Note 852: Boii ferè omnes, præter juventutem, quæ prædandi causâ in armis erat, (tunc in devias silvas recesserat) in ditionem venerunt.. Boii negligentiùs coactum agmen Romanorum quia ipsi procul abesse viderentur, improvisò agressuros se rati, per occultos saltus secuti sunt. Tit. Liv. l. XXXIII, c. 37.
Note 853: Lævos, Libuosque quùm pervastasset.
Tit. Liv. l. XXXIII, c. 37.
Note 854: Ibi quantam vim ad stimulandos animos ira haberet apparuit: nam ita cædis magis quàm victoriæ avidi pugnarunt Romani, ut vix nuncium cladis hosti relinquerent. Tit. Liv. l. XXXIII, c. 37. —Paul. Oros. l. IV, c. 20.—Fasti Capitol.
ANNEE 195 ava nt J.-C.
La campagne de 195 s'ouvrit encore, pour les Romains, sous les auspices les plus favorables; le consul L. Valérius Flaccus battit l'armée boïenne, près de la forêt Litana, et lui tua huit mille hommes; mais ce fut là tout, Valérius perdit le reste de la saison à faire reconstruire les maisons de Placentia et de Crémone[855]. Chargé, l'année suivante en qualité de proconsul, des opérations militaires dans la Transpadane, il y montra plus d'activité. Une armée boïenne, sous la conduite d'un chef nommé Dorulac, était venue soulever les Insubres: Valérius attaqua, près de Médiolanum, leurs forces réunies, les défit, et leur tua dix mille hommes[856].
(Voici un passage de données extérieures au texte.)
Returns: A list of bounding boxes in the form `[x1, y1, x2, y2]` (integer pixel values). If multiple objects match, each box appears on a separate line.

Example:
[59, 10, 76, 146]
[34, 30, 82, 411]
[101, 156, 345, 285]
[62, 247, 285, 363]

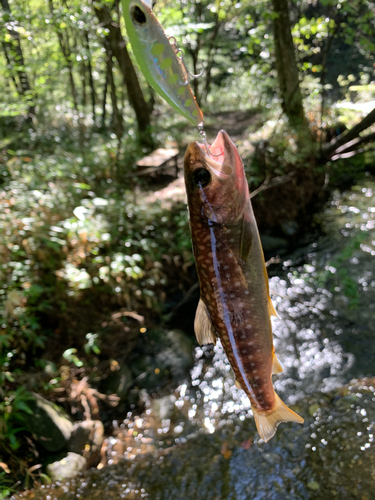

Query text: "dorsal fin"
[262, 251, 279, 318]
[194, 299, 216, 345]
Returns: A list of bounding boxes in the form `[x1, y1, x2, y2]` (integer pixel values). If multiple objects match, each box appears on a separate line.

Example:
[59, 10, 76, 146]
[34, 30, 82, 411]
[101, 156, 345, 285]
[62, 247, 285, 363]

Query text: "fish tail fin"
[251, 393, 304, 443]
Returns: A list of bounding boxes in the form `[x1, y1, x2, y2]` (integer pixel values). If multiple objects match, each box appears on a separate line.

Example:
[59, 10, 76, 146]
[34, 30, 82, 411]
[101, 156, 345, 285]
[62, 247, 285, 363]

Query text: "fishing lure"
[122, 0, 203, 130]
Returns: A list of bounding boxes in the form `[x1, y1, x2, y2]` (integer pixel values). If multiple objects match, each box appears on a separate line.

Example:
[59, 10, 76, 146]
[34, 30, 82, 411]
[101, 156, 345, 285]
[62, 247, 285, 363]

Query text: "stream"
[12, 175, 375, 500]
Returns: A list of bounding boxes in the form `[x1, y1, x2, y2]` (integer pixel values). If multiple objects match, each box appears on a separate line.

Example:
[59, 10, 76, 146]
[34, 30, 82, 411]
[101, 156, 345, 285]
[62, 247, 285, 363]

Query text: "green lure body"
[122, 0, 203, 127]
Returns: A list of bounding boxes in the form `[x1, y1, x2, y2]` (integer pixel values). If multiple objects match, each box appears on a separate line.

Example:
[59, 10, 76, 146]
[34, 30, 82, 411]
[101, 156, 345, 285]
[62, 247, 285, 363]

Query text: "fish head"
[184, 130, 249, 225]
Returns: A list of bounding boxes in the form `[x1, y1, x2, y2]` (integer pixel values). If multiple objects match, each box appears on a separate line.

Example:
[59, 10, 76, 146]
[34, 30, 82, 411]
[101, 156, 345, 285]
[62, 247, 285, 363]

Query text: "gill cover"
[185, 130, 249, 225]
[122, 0, 203, 126]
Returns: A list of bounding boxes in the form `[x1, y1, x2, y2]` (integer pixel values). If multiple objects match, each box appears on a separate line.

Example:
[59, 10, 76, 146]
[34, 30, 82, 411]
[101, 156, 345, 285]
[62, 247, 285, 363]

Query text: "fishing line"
[197, 122, 221, 158]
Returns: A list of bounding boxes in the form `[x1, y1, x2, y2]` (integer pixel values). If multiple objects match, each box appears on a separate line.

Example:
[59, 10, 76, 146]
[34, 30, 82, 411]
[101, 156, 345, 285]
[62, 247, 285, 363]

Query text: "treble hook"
[168, 36, 204, 85]
[197, 122, 221, 158]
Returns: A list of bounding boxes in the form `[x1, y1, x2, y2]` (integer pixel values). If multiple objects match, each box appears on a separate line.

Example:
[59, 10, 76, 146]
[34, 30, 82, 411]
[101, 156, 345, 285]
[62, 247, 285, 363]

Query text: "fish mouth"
[195, 130, 235, 178]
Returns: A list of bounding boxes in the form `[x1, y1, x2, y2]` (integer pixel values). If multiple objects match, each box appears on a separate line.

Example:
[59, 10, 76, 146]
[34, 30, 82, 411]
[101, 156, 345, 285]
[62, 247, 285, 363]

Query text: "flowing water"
[13, 176, 375, 500]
Note 855: Tit. Liv. l. XXXIV, c. 21, 42.
Note 856: Tit. Liv. l. XXXIV, c. 46.—Paul. Oros. l. IV, c. 20.
ANNEE 194 avant J.-C.
Rome déployait contre la Cisalpine trois armées à la fois. Tandis qu'un proconsul tenait la Transpadane, les deux consuls furent envoyés sur la rive droite du Pô, avec leurs légions respectives; ce qui faisait monter à soixante-cinq mille hommes environ les troupes romaines actives, non compris les garnisons des forteresses et les milices coloniales. De son côté la courageuse nation boïenne épuisait toutes les ressources du patriotisme. Son chef suprême Boïo-Rix[857], assisté de ses deux frères, organisa l'armement en masse de toute la population, et pourvut à la défense de la Cispadane, pendant que Dorulac faisait sur l'Insubrie sa malheureuse tentative. Le consul Tib. Sempronius Longus, arrivé le premier à la frontière gauloise, la trouva donc gardée par Boïo-Rix, et par une forte division boïenne. Le nombre et la confiance des Gaulois l'intimidèrent; n'osant livrer bataille, il se retrancha dans un poste avantageux, et écrivit à son collègue, P. Scipion-l'Africain, de venir le rejoindre immédiatement, espérant, ajoutait-il, traîner les choses en longueur jusqu'à ce moment[858]. Mais le motif qui portait le consul à refuser le combat était celui-là même qui poussait les Gaulois à le provoquer; ils voulaient brusquer l'affaire avant la jonction des consuls. Deux jours de suite, ils sortirent de leurs campemens, et se rangèrent en bataille, appelant à grands cris l'ennemi et l'accablant de railleries et d'outrages; le troisième, ils se décidèrent à attaquer, s'avancèrent au pied des retranchemens, et livrèrent un assaut général. Le consul fit prendre les armes en toute hâte, et ordonna à deux légions de sortir par les deux portes principales; mais les passages étaient déjà fermés par les assiégeans. Long-temps on lutta dans ces étroites issues, non-seulement à grands coups d'épée, mais boucliers contre boucliers et corps à corps, les Romains pour se faire jour, les Gaulois pour pénétrer dans le camp, ou pour empêcher leurs ennemis d'en sortir[859]. Aucun parti n'avait l'avantage, lorsque le premier centurion de la seconde légion et un tribun de la quatrième tentèrent un stratagème, qui souvent avait réussi dans des momens critiques, ils lancèrent leurs enseignes au milieu des rangs ennemis; jaloux de recouvrer leur drapeau, les soldats de la seconde légion chargèrent avec tant d'impétuosité, qu'ils parvinrent les premiers à s'ouvrir une route.
Note 857: Boiorix tunc Regulus eorum… ibid. Righ, que les Latins prononçaient rix, signifie roi, en Gaëlic; rhuy (cymr.); rûcik (armor.), un petit roi, un chef.